Termites primarily feed on cellulose, a part of wood, but can also damage paper, books, insulation, and even swimming pool liners and filtration systems. All termites feed on detritus (dead plants and trees as well as dead parts of living trees, including wood). Unfortunately, all homes, regardless of their construction type, can provide cellulose food for termite infestation. House foundations, furniture, shelves, and even books are all possible feeding sites for termites. Termites can harm living trees and shrubs, but are more often a secondary invader of woody plants already in decline. Termites are often called "silent destroyers" because they may be secretly hiding and thriving in your home or yard without any immediate signs of damage.

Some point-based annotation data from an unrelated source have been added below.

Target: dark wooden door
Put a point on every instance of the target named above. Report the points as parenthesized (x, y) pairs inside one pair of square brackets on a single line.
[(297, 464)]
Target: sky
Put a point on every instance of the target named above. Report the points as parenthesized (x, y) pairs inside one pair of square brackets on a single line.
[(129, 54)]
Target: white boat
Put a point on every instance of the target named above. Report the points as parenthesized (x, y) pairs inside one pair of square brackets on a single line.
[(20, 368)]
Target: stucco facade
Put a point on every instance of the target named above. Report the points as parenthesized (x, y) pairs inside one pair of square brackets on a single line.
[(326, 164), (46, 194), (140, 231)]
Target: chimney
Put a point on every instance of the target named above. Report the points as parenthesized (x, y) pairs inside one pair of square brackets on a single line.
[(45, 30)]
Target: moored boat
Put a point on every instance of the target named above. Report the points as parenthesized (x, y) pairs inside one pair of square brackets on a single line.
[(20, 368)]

A termite letter is a statement that confirms that your home has been inspected for termites and provides details related to the presence or absence of termites in your home. For example, a termite letter might conclude that your home has no termites present and that there is no visible termite damage. Or, a termite letter may state that your home has suffered termite damage and provide details as to the extent of this damage. Termite letters are often used during the home-buying process to confirm or rule out the presence of termites and/or termite damage in a home.